Befangenheit eines Richters wegen Äußerungen über Rechtsschutz gedeckte Klagen des Prozessbevollmächtigten
Datum: 06.03.2019
Gericht: Oberlandesgericht Köln
Spruchkörper: 20. Zivilsenat
Entscheidungsart: Beschluss
Aktenzeichen: 20 W 1/19
Vorinstanz: Landgericht Bonn, 9 O 365/17
Hier ist eine Zusammenfassung des Beschlusses des Oberlandesgerichts (OLG) Köln vom 06.03.2019 (Az.: 20 W 1/19), die sich mit dem Ablehnungsrecht eines Richters wegen Besorgnis der Befangenheit befasst.
Dieser Beschluss des OLG Köln behandelt die Ablehnung eines Richters durch eine Prozesspartei (den Kläger), weil diese befürchtete, der Richter sei ihr gegenüber nicht unvoreingenommen und damit befangen.
Der Kläger hatte das Gericht wegen Besorgnis der Befangenheit des vorsitzenden Richters abgelehnt. Das Landgericht (Vorinstanz) hatte diesen Ablehnungsantrag zunächst als unzulässig verworfen. Der Kläger legte daraufhin eine sofortige Beschwerde beim OLG Köln ein.

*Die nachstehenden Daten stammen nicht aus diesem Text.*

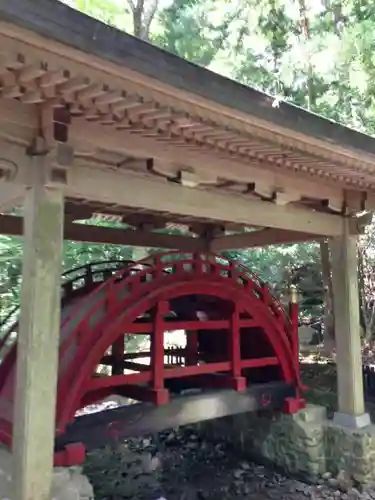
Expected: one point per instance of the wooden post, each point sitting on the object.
(161, 395)
(351, 409)
(238, 382)
(38, 340)
(191, 349)
(118, 348)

Das OLG Köln musste im Wesentlichen zwei Fragen klären:
Das Landgericht meinte, der Kläger habe sein Ablehnungsrecht verloren, weil er nach Einreichung des Ablehnungsantrags noch Anträge zur Sache (zum eigentlichen Streitgegenstand) gestellt hatte.
Das OLG widersprach dem Landgericht und erklärte den Antrag für zulässig.
Ein Verlust des Ablehnungsrechts tritt nicht dadurch ein, dass eine Partei sich nach Ablehnung des Richters auf die weitere Verhandlung einlässt. Das Gesetz will verhindern, dass man erst Anträge stellt und danach einen bereits bekannten Ablehnungsgrund geltend macht. Hat man den Richter aber bereits abgelehnt, ist es erlaubt, am Termin mitzuwirken – auch weil das Gericht die Verhandlung trotz des Antrags fortsetzen darf.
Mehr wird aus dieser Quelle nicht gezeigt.